Anatomische Grundlagen
Der Schultergürtel besteht aus 3 „echten“ und 2 „unechten“ Gelenken. Die echten
Gelenke sind das Art. glenohumeralis, Art. acromioclavicularis und das Art.
sternoclavicularis. Als unechte Gelenke werden die scapulothorakale Gleitebene und
der subacromiale Gleitraum bezeichnet. Die Rotatorenmanschette ist ein besonderer
Strukturkomplex, denn diese muss Stabilität und Mobilität miteinander vereinen. Die
Facettengelenke der gesamten Wirbelsäule und die Rippen spielen vor allem für
endgradige Bewegungen funktionell eine Rolle. Die volle seitliche Elevation kann
unilateral durch eine Seitneigung der Wirbelsäule erreicht werden. Die vollständige
bilaterale Abduktion wird durch die Extension der Brustwirbelsäule erreicht, was
ebenso auf die ventrale Elevation zutrifft.

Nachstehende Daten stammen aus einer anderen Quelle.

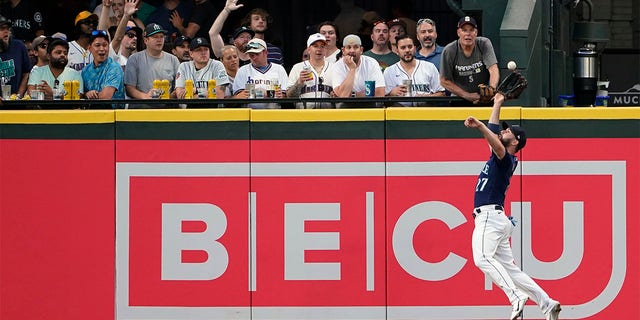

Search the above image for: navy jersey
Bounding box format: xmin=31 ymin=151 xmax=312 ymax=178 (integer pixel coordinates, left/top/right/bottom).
xmin=473 ymin=124 xmax=518 ymax=207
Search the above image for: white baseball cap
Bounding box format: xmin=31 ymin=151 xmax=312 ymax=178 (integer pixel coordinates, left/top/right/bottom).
xmin=307 ymin=33 xmax=327 ymax=47
xmin=246 ymin=38 xmax=267 ymax=53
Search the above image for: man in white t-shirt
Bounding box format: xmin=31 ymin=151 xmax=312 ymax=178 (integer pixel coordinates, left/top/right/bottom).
xmin=287 ymin=33 xmax=333 ymax=109
xmin=176 ymin=37 xmax=229 ymax=99
xmin=329 ymin=34 xmax=385 ymax=98
xmin=384 ymin=34 xmax=444 ymax=106
xmin=233 ymin=38 xmax=289 ymax=109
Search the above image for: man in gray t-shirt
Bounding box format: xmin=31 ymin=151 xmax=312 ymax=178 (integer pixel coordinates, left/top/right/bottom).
xmin=124 ymin=23 xmax=180 ymax=108
xmin=440 ymin=16 xmax=500 ymax=104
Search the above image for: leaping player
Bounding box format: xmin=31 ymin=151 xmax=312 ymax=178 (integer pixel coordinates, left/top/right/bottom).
xmin=464 ymin=93 xmax=561 ymax=320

Das physiologische Zusammenspiel aller
Gelenke ist entscheidend für die gesamte Mobilität des Schultergürtels, um diesen im
Alltag optimal nutzen zu können.
Indikationen für inversere Schulterprothesen
Indikationen für inversere Schulterprothesen
Neben klinischen Untersuchungen wenden Operateur*innen vor allem bildgebende
Verfahren zur Indikation an, wie Röntgen, CT und MRT. Wichtige Parameter dafür sind
Ruhe- und Belastungsschmerz sowie Einschränkungen bei den ADL-Funktionen (z. B.
Körperpflege, Nahrungsaufnahme, häusliche Versorgung). Klinisch fallen Atrophien des
M. supra- und infraspinatus, Humeruskopfhochstände sowie palpatorische Krepitationen
in aktiver und passiver Funktionsuntersuchung auf.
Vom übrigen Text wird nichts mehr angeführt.